Samdu Devi and her eight children who live in the village of Mahadev Nagar, Chirai drank straight from a naadi, or pond before their home received a bio-sand filter. Drinking unfiltered water caused stomach pains, headaches and other overall health issues for the family, Devi said
Further, the water tasted and smelled unpleasantly.
“Before, when she was drinking out of naadi, it smelled like they are drinking with sand with mud,” Samdu said through a translator.
However, after Samdu’s family received the filter, their health problems improved.
“They are having good quality of health, no headaches, joint pain or stomach pain,” Samdu said through a translator.
GRAVIS’ goal is to install bio-sand filters in conjunction with the each of the 6,635 taankas, or water storage units, and 588 beries, or percolated wells which it has constructed in rural India as of 2016.
On the topic of water conservation efforts, growing crops with the measly 4-12 inches of rain the Thar Desert receives annually is an obstacle for rural Indian farmers.
For example, in the village Chandaliya, the limited rainfall makes it difficult to grow healthy food such as fruits and vegetables.
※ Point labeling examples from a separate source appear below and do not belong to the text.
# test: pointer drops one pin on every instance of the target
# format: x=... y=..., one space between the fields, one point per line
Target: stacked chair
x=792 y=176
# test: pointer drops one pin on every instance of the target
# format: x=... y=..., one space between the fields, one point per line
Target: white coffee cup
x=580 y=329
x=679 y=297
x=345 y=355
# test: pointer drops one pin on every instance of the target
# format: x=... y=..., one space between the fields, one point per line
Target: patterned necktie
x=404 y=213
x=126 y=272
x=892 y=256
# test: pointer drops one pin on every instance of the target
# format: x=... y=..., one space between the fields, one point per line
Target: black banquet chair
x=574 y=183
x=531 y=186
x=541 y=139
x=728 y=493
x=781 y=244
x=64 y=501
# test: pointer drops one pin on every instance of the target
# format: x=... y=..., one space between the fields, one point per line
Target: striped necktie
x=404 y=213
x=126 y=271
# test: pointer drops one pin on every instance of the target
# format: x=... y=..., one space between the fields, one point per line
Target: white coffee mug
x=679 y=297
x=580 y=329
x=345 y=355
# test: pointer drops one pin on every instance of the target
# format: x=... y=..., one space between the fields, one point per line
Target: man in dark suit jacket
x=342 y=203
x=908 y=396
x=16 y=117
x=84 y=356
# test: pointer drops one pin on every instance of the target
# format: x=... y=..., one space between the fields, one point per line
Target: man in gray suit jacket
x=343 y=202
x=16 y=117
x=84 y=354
This poses a challenge for people like Arjun Singh, a farmer and father of two young children.
“It is compulsory to have nutritious food especially for the children,” Singh said through a translator.
In an effort to help Singh provide his with children the nutrients they need, GRAVIS created a garden of fruits and vegetables that can survive on limited rainfall such as pomegranate, lemon and gunda on his property.
“If they (the children) are having nutritious food and a balanced diet, they can improve their immune system,” said Singh through a translator.
From providing toilets to improving water quality to ensuring families receive adequate nutrition, GRAVIS celebrates the role water plays in the lives of rural Indians on March 22 and every day of the year.